Le vent du changement a finalement emporté le colonel Mouammar Kadhafi, malgré sa détermination à contrer les insurgés et leurs alliés.
La mort tragique de l’ex-dirigeant libyen soulève des questions sur l’avenir du pays et pose des défis à relever. L’ex-guide la Jamahiriya arabe libyenne qui a hissé son pays à un niveau honorable de développement économique, laisse un lourd héritage à ses adversaires du CNT (Conseil national de transition). Ces derniers doivent s’atteler à la reconstruction de la Libye, un pays ravagé par huit mois de manifestations et de conflits armés. Aux commandes du pays depuis la prise de Tripoli survenue le 23 août dernier, les dirigeants de l’ancienne rébellion n’ont pas pu accorder leurs violons sur la formation d’un gouvernement de consensus. Ils ont décidé de compléter leur cabinet après la « Libération du pays » qui serait annoncée aujourd’hui. Fragilité du Conseil national de transition et luttes régionales pour le contrôle des ressources vont compliquer grandement la tâche des artisans de la Libye débarrassée de Mouammar Kadhafi. “L’avenir sera extrêmement difficile à gérer”, estime Jean-Yves Moisseron, chercheur à l’Institut de recherche sur le développement (IRD), évoquant les “dissensions” au sein du CNT, organe politique de la rébellion libyenne.
A l’heure actuelle, le CNT apparaît comme un regroupement de chefs de tribus, d’anciens responsables politiques de Kadhafi et de quelques personnalités de la société civile. Ceci pose une nécessité absolue de représentativité pour les nouvelles autorités qui doivent également définir clairement les contours de la transition devant déboucher sur des élections démocratiques. En attendant, force est de constater que des conflits entre tribus et entre chefs politiques qui veulent s’approprier les recettes pétrolières nourrissent des “conflits internes extrêmement forts” au sein du Conseil.
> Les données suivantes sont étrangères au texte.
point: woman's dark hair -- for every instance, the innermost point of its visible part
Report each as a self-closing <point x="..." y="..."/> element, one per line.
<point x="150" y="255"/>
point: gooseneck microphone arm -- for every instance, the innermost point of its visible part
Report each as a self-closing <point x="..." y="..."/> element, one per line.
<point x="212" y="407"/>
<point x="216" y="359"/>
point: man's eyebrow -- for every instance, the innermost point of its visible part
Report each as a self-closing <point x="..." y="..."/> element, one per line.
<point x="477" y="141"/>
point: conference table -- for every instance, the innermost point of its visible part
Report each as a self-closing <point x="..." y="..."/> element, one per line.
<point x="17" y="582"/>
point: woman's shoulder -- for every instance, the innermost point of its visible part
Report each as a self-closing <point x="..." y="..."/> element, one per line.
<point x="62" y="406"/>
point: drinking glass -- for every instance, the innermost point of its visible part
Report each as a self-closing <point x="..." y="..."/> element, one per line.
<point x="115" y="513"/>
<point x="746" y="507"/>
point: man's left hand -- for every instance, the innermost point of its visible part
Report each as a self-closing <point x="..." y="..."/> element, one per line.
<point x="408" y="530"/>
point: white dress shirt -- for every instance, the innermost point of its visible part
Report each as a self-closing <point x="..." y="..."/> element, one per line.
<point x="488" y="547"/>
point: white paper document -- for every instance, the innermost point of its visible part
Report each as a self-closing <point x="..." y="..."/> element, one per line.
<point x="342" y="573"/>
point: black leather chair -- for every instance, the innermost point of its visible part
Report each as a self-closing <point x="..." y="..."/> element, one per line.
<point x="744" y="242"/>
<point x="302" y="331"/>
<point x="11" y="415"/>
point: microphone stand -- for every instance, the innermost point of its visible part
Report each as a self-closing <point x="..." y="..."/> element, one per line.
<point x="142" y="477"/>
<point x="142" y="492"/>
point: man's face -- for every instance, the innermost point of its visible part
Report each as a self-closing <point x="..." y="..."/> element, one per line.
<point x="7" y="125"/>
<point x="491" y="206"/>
Pour Olivier Pliez, chercheur au CNRS (Centre national de la recherche scientifique) de Paris, une autre manne, celle issue des échanges commerciaux trans-sahariens, risque d’être disputée entre des groupes qui pourraient vouloir contrôler les routes du commerce. Olivier Pliez s’attend toutefois à l’éclosion de revendications diverses, compte tenu des inégalités régionales. Des régions ont été délaissées par le pouvoir, d’autres ont été bien aménagées et bien dotées avec l’argent du pétrole. On ne devrait pas minimiser une “hostilité latente intertribale avec des conflits constants qui, dans l’Histoire, n’ont pu se régler que quand apparaissait une force transcendante au-dessus des tribus”, comme celle de la royauté (1951-1969) ou celle du colonel Kadhafi en 1969. La chute du régime réactive des conflits d’intérêt et des modes d’organisation de la société libyenne datant du Moyen-Age, dans un pays qui compte 140 “groupes sociaux”, sub-divisés en clans, sous-clans et sous-tribus. La mort de Kadhafi constitue un sérieux avertissement pour les dirigeants, qui font fi de la volonté populaire pour s’accrocher à leurs postes.